So, if this isn't strange enough for you, consider the fact that most Thais prefer their ice cream in a hot dog bun! The hot dog bun serves as a kind of dish in which scoops of ice cream are inserted with the toppings. I know it sounds perhaps even weirder than bean ice cream, but it's not bad! The coconut milk in the ice cream soaks into the hot dog bun to make a kind of sweet-bread.
I have one special note to make about ice cream in Thailand—there are exceptions and they can be equally delicious. If you guys are in the Salaya area of Bangkok, you must go by Anya's Place, a Euro-Thai eatery that specializes in alcoholic ice cream that might be the tastiest thing to share with friends on a hot summer's night.
Italian/French ice cream
When backpacking through Europe, I expected to fall absolutely in love with gelato and glace of Italy and France. What I didn't expect, however, was for it to become my favorite possible meal-replacement. Because meals in southern Europe can often be so expensive, my partner and I often would just have a delicious bit of ice cream for lunch instead of going to a restaurant. After all, when there is simply so much to see and little money to do it on, ice cream becomes the perfect cheap, portable snack!
Also, ice cream in Italy and France, although different perhaps in texture and levels of sweetness, constitute some of the most delicious ice cream I've ever tasted. While I always prefer vanilla or sweet cream and my boyfriend prefers dark chocolate, we were never disappointed with our dessert delights.

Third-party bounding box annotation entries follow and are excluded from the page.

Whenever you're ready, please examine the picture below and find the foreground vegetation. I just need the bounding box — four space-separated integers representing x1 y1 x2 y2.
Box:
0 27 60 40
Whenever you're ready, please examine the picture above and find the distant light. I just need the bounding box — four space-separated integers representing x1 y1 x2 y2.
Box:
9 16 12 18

If you're unsure about what to get or else just curious, then definitely try a sample! Vendors love to brag about being the best ice cream in the world, so tell them to prove it to you—they'll know which flavors are their best.
American ice cream
While most people know American ice cream from such brands as Ben & Jerry's or Blue Bell, I think that the truly delicious way to have American ice cream is to have it home-made. Being from the Southern US, homemade ice cream was a large part of my childhood and is still the best treat I could possibly want. If you get a chance, or even want to make it (which is very easy!), then I would try traditional homemade ice cream and then perhaps add some local in-season fruits such as strawberries or peaches.
Finding homemade ice cream can definitely be difficult for travelers, as it's typically a fixture of family gatherings. However, it is certainly not difficult to make your own. Ice cream makers can often be found at discount stores or thrift shops for a bargain and are sure to be the life of the party!
Mexican ice cream
While not really ice cream in the traditional sense of the word, Mexican paletas are as delicious as any of the other treats that I mention. Paletas, a sort of popsicle made from fresh fruit, can be either creamy or strictly fruity, and are very popular in all areas of Latin America and in parts of the southern U.S.
The texture, which in the creamy flavors is similar to ice cream, is basically that of a fruit bar fresher than anything you could find in a supermarket. Flavors include coconut, strawberry, mango, lime, rice pudding, and many others depending on the region. In America, paletas can often be found in Latino grocery stores, although I must say that the ones off the cart in Mexico are much tastier.
There is still much of the world, and therefore many kinds of ice cream, that I haven't discovered, so it'd be great if you can add your experiences with local ice creams. So, what tasty icy treats have you tasted around the world that I should include in my next travel-treat?